According to the Institute of Directors (IoD), an organization that supports entrepreneurial activity and businesses in the UK, only 11 percent of firms have implemented contingency plans relating to the UK's departure from the EU.

​Nearly-two thirds are "looking" at developing them, but the results, which were published on July 20, the day before Brexit secretary David Davis reveals the outcomes of this week's negotiations in Brussels, claims there is ample opportunity for the government to persuade businesses that Britain's exit from the EU will be a "smooth" one. 

Stephen Martin, General Director of IoD, said that while some businesses are preparing for Brexit, most have not made any concrete plans, so there is still a "window of opportunity for the government to convince them to hold off triggering contingency plans."

"Bridging arrangements to any new free trade agreement, and a phased implementation of that agreement, are essential," Mr.
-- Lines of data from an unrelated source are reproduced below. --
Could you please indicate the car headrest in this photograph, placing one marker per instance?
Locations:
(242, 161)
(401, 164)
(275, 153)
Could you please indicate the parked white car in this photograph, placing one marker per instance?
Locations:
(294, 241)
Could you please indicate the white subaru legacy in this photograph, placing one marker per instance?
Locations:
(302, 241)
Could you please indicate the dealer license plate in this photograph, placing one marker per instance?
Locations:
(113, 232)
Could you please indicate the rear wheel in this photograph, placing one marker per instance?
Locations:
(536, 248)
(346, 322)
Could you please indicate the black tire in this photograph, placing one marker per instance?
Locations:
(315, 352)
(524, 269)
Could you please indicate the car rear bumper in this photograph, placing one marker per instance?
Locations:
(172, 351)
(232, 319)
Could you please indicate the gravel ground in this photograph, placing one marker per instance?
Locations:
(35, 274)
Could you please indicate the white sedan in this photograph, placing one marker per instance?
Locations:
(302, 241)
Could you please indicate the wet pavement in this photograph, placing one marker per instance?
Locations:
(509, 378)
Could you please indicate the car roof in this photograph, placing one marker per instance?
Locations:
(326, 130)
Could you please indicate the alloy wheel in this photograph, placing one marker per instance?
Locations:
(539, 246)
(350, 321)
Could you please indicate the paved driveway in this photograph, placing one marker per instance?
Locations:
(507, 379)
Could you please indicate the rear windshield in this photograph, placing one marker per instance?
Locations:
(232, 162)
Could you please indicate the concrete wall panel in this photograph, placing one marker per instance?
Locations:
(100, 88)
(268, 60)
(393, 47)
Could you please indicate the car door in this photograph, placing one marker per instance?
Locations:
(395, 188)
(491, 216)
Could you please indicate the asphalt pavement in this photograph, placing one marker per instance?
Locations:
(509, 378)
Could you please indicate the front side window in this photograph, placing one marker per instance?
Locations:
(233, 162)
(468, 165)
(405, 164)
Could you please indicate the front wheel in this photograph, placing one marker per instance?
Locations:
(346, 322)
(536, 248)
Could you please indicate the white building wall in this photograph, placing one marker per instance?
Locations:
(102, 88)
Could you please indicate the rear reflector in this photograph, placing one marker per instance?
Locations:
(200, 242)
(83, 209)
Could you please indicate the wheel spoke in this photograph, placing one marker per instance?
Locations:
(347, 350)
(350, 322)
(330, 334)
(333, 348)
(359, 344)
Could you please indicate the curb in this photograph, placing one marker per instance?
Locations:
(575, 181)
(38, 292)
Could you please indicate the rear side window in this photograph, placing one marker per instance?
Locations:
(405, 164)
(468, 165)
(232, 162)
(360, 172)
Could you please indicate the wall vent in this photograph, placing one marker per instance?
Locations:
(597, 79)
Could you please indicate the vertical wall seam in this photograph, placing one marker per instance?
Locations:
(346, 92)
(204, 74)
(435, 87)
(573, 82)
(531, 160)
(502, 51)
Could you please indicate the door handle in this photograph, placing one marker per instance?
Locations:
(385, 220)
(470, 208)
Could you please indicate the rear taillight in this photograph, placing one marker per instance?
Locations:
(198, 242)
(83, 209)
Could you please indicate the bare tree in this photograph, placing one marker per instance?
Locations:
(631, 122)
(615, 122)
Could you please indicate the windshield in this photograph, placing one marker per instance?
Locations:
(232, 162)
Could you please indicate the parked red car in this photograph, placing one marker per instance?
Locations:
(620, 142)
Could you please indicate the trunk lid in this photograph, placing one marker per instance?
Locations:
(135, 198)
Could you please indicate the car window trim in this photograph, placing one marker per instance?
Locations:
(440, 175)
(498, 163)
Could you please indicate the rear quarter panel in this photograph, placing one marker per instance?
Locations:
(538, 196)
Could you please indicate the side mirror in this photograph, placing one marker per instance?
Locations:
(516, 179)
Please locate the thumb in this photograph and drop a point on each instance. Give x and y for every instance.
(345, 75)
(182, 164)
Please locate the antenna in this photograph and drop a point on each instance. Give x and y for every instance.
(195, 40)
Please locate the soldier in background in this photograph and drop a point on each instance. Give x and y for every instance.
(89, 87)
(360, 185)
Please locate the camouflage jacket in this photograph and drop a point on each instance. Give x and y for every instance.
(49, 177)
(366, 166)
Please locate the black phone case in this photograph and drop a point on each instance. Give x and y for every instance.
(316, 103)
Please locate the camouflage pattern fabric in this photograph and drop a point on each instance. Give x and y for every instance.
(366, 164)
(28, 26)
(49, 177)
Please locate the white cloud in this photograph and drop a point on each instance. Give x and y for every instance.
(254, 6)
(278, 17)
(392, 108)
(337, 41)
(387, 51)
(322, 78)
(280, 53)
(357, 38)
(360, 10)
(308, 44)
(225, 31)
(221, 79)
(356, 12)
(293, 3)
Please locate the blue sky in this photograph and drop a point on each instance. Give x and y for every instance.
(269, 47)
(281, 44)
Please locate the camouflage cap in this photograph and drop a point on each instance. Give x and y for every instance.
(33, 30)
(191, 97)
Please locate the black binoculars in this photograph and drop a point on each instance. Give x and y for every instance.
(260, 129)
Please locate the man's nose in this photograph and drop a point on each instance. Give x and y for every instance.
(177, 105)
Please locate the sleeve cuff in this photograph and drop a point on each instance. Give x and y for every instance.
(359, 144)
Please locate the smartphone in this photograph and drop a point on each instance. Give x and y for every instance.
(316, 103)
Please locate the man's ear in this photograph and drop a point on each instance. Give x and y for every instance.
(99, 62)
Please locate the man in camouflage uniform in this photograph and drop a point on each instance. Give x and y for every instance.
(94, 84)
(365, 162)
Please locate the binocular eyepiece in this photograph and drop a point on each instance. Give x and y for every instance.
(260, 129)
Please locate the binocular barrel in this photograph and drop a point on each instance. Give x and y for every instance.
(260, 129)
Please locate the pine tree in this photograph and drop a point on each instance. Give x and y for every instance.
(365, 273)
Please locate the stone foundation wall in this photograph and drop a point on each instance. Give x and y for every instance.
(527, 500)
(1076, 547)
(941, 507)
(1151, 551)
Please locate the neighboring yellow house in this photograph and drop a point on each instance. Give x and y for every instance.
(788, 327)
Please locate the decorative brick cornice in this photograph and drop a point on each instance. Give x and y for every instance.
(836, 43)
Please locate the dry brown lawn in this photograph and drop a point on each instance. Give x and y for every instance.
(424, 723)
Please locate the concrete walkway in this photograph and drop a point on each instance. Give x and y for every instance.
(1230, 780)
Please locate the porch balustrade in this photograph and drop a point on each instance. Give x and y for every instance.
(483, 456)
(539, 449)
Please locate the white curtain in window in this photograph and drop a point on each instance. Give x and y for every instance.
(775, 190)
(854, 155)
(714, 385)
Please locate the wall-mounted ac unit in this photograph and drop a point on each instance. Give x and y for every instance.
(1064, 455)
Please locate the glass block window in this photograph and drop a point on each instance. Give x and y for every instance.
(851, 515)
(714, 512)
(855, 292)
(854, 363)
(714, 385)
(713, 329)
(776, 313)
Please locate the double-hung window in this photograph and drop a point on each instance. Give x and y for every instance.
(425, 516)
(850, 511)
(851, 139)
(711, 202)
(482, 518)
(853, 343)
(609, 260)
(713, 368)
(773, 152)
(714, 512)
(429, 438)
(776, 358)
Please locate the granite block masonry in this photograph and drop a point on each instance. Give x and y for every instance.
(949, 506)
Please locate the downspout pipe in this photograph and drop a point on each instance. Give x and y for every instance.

Martin said in a recent interview.

This latest results from IoD follow warnings from the Financial Conduct Authority that City firms will kick off their Brexit contingency plans by the end of the year unless the government agrees a transitional deal with the EU.

The IoD are not the only organization to be concerned — think tank UK in a Changing EU, said a "chaotic Brexit," in which no deal was reached either because the deadline was passed or because talks had broken down, would have "widespread, damaging and pervasive" repercussions.

​However, Moody's claimed the probability of reaching no deal on Brexit was "substantial."

​The ratings agency also warned it could have "significant" economic disruption for the UK, including a possible recession and leap in inflation.